Chapter 34 verse 4 - the ‘it’s cool to beat women under these circumstances’ verse is pretty hard to massage away although it’s nice people are trying.

And Santa Claus might exist. I suppose you could spin some implausible scenarios where the Turks might somehow accept a situation the avoidance of which has been central to their foreign and domestic security policies for decades but as things stand anything that smells of a Kurdish homeland is anathema to Turkey.

Turkish policy analysis

The Kurds maybe Muslims but they are not radical Islamists ,when Islamists entered the Kurds homelands before the current trouble to make converts they were booted out or dealt with according to the Kurds Ive spoken to anyway.

This is not quite accurate. Better to say that Islamism is not a dominant force in most of Kurdistan. The Islamic Movement of Kurdistan ( IMK ) got about 5% of the vote in the regional elections in the early nineties ( good enough for a very distant third place ) and is currently a minor participating member of the regional government.

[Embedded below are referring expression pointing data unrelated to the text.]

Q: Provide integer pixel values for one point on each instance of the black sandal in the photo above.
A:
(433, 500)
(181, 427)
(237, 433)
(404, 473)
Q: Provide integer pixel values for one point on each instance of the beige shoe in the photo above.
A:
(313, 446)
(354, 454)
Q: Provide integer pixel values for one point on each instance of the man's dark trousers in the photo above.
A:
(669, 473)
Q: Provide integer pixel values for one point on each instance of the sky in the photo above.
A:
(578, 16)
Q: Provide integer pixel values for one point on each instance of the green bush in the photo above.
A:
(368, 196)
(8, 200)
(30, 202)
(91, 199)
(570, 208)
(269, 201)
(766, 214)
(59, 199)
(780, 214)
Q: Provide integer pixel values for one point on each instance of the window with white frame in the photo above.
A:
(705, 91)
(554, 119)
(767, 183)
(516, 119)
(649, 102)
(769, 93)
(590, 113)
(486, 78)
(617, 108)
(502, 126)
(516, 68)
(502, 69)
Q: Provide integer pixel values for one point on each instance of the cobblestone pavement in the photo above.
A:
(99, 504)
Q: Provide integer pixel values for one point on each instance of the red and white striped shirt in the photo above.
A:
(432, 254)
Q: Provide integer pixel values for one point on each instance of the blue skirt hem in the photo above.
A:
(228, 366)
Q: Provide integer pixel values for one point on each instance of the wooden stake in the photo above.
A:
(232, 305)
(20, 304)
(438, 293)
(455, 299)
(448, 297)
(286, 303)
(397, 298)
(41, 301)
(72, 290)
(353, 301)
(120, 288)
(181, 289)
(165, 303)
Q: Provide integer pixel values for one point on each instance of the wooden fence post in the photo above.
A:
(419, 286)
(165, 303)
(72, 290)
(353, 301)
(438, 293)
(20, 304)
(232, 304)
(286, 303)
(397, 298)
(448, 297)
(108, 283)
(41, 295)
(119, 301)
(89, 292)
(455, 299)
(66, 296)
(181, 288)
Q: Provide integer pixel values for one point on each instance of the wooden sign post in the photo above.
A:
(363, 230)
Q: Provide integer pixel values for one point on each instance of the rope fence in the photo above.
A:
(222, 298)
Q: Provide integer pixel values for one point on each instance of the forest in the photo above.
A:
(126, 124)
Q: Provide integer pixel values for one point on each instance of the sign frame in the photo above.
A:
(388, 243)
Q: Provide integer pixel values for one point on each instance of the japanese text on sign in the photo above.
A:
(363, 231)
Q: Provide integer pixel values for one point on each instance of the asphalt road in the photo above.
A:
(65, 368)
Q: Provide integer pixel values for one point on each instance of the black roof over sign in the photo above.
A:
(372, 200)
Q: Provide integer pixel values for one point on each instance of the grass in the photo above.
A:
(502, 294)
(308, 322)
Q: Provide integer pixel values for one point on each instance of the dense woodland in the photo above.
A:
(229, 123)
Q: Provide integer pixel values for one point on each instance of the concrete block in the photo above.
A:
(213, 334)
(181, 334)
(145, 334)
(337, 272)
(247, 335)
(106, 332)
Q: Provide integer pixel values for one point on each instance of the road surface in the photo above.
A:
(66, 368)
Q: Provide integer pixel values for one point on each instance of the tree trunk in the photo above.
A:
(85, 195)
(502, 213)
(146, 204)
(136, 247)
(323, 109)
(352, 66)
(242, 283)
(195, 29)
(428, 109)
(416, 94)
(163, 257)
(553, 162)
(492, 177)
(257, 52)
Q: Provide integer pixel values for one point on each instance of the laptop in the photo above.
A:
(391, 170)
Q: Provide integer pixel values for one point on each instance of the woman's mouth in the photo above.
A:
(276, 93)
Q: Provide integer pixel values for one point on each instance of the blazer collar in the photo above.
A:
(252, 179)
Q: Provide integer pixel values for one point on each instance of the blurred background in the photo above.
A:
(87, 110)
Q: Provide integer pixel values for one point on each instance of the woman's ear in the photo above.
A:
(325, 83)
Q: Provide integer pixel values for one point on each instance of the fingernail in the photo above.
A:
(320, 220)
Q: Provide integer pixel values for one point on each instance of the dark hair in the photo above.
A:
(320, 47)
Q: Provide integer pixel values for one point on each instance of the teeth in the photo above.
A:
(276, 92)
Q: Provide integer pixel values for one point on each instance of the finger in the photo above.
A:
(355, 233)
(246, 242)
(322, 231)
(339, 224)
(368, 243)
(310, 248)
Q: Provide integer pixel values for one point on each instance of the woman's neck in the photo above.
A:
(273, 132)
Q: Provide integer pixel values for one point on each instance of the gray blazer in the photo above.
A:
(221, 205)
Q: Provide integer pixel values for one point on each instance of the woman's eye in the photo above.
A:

And of course the more actively violent offshoot ( in part ) of the IMK is the infamous Ansar al-Islam, a vaguely al Qaeda aligned group that sheltered in a couple of Kurdish mountain valleys pre-invasion and was at times put forward as one of the justifications for invading Iraq ( never mind they were well outside SH’s zone of control ). It still appears to be lurking about in shadowy form, either by the original name or as the associated Ansar al-Sunnah ( which may be synonomous - these groups subdivide like bacteria and rename themselves just as frequently ).

Turkey is giving the Iraqi government one last chance to crush the PKK within its borders before Turkish troops go in.